The bulletin concludes that no single factor is dispositive, and instructs investigators to weigh all factors when determining whether an employment relationship between the assigning agency and the caregiver exists.

In addition to signaling how the DOL will assess this question when called upon to do so, there is little doubt that attorneys seeking to establish an employer-employee relationship, as well as those defending against such claims, will cite to this bulletin in court papers. It remains to be seen if and to what extent courts will follow the DOL’s guidance.

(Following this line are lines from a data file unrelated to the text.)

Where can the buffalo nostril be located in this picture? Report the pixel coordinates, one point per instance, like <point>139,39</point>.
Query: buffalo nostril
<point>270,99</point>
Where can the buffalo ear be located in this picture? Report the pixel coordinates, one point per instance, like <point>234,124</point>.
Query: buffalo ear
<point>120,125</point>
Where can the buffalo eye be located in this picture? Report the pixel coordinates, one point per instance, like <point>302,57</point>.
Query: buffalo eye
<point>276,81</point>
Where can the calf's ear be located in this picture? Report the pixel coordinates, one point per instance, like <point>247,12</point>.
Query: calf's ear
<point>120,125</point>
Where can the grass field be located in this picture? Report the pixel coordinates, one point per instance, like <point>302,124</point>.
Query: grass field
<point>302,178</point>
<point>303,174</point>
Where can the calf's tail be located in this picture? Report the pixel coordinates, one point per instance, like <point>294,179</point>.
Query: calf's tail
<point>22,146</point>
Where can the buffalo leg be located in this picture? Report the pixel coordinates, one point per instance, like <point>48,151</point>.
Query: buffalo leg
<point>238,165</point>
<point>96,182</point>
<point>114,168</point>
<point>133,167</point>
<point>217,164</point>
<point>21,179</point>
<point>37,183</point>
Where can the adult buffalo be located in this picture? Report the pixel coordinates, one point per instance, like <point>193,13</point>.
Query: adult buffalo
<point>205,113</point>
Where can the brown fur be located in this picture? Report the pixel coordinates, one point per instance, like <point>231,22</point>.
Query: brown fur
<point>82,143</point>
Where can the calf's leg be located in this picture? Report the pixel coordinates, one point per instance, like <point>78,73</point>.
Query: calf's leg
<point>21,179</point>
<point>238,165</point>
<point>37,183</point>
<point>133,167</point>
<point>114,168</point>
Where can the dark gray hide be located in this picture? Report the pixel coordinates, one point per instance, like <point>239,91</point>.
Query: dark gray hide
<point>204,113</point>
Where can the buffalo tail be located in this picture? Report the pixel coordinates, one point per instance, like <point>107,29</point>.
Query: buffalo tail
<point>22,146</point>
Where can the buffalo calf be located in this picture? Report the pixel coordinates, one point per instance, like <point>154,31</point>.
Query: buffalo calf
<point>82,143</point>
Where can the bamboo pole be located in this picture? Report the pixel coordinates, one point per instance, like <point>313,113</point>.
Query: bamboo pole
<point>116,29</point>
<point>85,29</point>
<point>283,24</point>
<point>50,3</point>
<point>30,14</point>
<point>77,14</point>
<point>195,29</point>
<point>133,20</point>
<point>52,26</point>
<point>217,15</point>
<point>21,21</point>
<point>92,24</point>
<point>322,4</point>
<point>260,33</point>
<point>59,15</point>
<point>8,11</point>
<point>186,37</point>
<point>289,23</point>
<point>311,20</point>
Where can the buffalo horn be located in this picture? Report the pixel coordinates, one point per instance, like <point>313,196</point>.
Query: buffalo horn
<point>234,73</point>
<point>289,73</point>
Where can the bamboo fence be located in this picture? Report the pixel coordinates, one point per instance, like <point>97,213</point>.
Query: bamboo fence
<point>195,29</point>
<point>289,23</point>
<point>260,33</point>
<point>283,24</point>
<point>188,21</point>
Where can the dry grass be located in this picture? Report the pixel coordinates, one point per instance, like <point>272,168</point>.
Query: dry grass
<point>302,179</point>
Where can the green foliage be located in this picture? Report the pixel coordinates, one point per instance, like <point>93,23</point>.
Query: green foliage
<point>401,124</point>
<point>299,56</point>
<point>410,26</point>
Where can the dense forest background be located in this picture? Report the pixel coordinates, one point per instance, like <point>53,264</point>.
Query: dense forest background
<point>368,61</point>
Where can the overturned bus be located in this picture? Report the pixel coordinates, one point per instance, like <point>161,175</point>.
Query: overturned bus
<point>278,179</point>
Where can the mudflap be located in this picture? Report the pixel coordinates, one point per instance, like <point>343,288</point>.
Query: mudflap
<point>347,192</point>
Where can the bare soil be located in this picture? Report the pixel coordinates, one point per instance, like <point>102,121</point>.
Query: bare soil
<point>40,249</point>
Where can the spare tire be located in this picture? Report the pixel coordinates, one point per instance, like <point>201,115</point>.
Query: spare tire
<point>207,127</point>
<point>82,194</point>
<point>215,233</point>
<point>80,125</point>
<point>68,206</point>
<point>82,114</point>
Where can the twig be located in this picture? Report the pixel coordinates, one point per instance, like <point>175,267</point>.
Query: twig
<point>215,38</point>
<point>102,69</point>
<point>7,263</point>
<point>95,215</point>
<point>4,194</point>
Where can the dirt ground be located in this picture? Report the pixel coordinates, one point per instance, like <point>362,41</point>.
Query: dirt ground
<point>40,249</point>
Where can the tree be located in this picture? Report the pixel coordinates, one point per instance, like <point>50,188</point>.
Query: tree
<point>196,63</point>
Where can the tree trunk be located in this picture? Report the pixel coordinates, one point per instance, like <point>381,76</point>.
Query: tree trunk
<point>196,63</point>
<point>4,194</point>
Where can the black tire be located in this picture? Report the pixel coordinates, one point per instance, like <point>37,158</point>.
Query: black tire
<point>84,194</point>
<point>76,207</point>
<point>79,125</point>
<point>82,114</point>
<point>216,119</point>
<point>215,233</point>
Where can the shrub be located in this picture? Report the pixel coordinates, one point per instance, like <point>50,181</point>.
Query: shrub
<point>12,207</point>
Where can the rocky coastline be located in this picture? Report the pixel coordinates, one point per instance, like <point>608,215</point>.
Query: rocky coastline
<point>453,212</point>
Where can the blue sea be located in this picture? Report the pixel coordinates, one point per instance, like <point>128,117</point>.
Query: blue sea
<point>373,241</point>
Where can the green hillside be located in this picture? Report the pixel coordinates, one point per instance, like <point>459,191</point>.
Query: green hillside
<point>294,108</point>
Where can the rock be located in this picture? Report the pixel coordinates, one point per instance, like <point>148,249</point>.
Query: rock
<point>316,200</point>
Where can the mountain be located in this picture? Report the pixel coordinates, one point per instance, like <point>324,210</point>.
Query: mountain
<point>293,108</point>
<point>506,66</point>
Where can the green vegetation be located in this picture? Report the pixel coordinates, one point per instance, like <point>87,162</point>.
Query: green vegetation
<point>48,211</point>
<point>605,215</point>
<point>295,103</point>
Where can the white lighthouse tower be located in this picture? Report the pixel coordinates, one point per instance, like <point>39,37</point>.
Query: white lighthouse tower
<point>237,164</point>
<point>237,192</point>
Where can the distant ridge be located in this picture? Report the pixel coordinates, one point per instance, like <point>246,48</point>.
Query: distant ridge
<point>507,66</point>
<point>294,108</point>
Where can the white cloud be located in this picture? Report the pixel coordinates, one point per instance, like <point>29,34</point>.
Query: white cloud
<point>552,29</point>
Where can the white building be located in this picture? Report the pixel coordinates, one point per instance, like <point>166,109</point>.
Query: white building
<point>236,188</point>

Then, a few weeks later, the New York State Unemployment Insurance Appeal Board waded into the fray, granting unemployment benefits to three former Uber drivers. (Perhaps not surprisingly, the New York Taxi Workers Alliance is a named party to the appeal.) In doing so, the board found that “credible evidence establishes that Uber exercises sufficient supervision, direction or control over the three claimants and other similarly situated [d]rivers.” That evidence included, (1) Uber’s control over acceptable and unacceptable vehicles, as well as Uber’s partnerships with outfits that lease acceptable vehicles to Uber drivers; (2) Uber’s onboarding process, “which includes taking Uber’s map test to gauge knowledge of the roads of New York City”; (3) providing prospective drivers with an onboarding video that Uber indicated was “essential information” for drivers, as well as a “Welcome to Uber” handbook; (4) an Uber “CODE OF CONDUCT” issued to drivers; (5) Uber’s unilateral setting of fares; (6) Uber’s requirement that drivers immediately notify Uber of an accident, and Uber’s practice of deactivating the driver until it receives proof that the car has been repaired (or that the driver is using another “acceptable” vehicle); and (7) the ability for passengers to rate drivers, and evidence of Uber’s using those ratings to “monitor [d]rivers’ performance, including suspending or terminating their relationship.” The board found this last factor — Uber’s rating system — to be a significant point in its decision.

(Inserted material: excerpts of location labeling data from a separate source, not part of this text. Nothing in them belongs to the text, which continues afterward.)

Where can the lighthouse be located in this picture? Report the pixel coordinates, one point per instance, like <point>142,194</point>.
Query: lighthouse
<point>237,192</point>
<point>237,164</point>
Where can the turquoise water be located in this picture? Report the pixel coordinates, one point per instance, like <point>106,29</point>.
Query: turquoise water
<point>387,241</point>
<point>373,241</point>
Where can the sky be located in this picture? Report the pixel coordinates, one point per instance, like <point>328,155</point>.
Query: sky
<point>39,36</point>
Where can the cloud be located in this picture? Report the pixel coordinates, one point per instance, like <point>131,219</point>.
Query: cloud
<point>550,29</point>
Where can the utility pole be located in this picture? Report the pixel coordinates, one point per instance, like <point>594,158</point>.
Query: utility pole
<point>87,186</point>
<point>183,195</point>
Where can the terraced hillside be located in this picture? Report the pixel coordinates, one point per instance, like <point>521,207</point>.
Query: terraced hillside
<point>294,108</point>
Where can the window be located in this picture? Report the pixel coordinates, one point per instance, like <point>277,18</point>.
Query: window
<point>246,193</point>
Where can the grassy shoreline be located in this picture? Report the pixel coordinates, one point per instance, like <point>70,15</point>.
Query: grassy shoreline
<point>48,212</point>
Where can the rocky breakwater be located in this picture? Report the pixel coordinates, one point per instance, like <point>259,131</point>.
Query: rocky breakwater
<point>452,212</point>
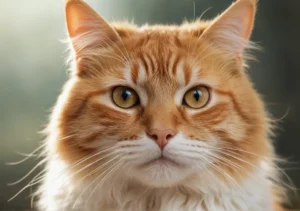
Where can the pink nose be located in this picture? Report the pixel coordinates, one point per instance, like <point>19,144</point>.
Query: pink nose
<point>161,137</point>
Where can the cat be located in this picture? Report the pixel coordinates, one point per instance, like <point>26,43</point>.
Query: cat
<point>160,118</point>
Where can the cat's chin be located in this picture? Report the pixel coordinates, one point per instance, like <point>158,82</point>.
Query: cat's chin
<point>161,172</point>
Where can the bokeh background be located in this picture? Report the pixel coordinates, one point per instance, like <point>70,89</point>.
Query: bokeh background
<point>33,70</point>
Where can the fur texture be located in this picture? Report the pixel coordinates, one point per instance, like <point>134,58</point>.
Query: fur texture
<point>100,156</point>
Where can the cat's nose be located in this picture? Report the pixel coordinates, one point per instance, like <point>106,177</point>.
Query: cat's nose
<point>161,137</point>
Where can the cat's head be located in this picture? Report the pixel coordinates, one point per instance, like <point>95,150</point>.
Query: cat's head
<point>160,104</point>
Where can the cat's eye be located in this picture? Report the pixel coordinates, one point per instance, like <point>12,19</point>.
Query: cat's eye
<point>197,97</point>
<point>125,97</point>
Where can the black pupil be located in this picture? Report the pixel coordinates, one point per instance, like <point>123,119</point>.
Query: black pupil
<point>125,94</point>
<point>197,94</point>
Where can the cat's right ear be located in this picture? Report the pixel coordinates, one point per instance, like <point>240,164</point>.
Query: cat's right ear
<point>86,28</point>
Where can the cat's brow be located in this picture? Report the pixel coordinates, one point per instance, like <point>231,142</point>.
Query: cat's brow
<point>136,76</point>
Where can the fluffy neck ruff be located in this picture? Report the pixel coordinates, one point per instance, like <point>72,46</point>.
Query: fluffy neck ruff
<point>117,194</point>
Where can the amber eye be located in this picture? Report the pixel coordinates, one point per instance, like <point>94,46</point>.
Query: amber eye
<point>197,97</point>
<point>125,97</point>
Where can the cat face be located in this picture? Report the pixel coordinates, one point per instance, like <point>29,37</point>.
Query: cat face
<point>160,105</point>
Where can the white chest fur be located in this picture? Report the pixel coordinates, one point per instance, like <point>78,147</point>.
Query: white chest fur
<point>253,195</point>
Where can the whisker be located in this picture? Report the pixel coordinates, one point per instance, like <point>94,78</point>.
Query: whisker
<point>29,173</point>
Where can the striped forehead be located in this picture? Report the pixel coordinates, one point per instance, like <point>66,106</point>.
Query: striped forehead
<point>146,68</point>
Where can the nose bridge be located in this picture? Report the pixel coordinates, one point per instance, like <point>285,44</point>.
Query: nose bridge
<point>160,117</point>
<point>161,137</point>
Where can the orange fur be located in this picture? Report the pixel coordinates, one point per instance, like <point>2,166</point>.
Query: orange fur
<point>237,117</point>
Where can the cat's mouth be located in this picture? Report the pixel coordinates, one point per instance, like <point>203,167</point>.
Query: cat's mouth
<point>162,161</point>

In short, the board found Uber’s business model to be “similar in many respects to other more traditional car service companies,” adding, “[h]ere, the technology merely replaces much of the duties of an employee-dispatcher to dispatch a trip request solely to the nearest driver who may accept the dispatched assignment.” And, as did the DOL, the board took the time to remind us all that “written agreements characterizing drivers as independent contractors are not dispositive of employer-employee relationships, but merely just one of many factors to be considered.”

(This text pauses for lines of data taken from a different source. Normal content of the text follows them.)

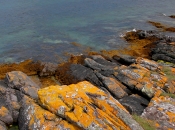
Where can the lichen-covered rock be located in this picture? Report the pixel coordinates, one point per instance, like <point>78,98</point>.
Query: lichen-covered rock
<point>134,103</point>
<point>114,87</point>
<point>139,78</point>
<point>34,117</point>
<point>20,81</point>
<point>9,105</point>
<point>124,59</point>
<point>2,126</point>
<point>161,110</point>
<point>87,107</point>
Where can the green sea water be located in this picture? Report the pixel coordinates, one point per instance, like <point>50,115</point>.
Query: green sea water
<point>43,30</point>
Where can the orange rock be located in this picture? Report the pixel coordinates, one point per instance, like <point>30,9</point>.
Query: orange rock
<point>87,107</point>
<point>161,109</point>
<point>32,117</point>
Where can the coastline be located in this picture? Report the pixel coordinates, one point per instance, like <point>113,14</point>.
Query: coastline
<point>133,81</point>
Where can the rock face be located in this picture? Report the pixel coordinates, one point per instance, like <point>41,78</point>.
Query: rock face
<point>9,105</point>
<point>20,81</point>
<point>161,110</point>
<point>33,117</point>
<point>140,77</point>
<point>135,104</point>
<point>87,107</point>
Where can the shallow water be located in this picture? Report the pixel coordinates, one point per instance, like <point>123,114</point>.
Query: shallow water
<point>43,30</point>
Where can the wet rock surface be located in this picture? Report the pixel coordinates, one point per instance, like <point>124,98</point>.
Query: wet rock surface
<point>20,81</point>
<point>94,91</point>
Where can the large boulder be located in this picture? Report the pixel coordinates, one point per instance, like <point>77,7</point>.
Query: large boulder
<point>161,110</point>
<point>33,117</point>
<point>143,76</point>
<point>20,81</point>
<point>87,107</point>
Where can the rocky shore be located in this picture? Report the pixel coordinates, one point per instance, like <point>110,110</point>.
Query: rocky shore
<point>130,91</point>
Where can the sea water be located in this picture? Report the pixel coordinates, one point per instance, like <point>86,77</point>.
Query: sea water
<point>44,30</point>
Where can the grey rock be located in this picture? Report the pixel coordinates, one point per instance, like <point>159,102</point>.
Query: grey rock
<point>49,69</point>
<point>20,81</point>
<point>135,104</point>
<point>113,86</point>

While the DOL’s bulletin and the New York State Unemployment Insurance Appeal Board’s decision are of limited, if any, precedential value in the court system, companies would be well advised to keep in mind the factors outlined in both. In the DOL bulletin, the main focus was the extent to which the registry dispatching a home health caregiver exerts more than minimal control over the hiring process, as well as control over the caregiver’s post-hire activities. As for the New York State Unemployment Insurance Appeal Board, the main factors considered focused more on the onboarding process. Having said that, both agencies pointed to the factors of (1) who sets the pay (for caregivers) and the fare (for Uber drivers), and (2) whether the company undertakes to rate/evaluate/ or discipline the caregiver or driver, as key factors in determining whether an employer-employee relationship exists.

Image and quality control are central concern to any business. Companies that provide manpower to clients or match up service providers with customers should seriously consider the factors set forth in the DOL’s bulletin and the New York State Unemployment Insurance Appeal Board’s decision when making policies that could, in the end, turn independent contractors into employees.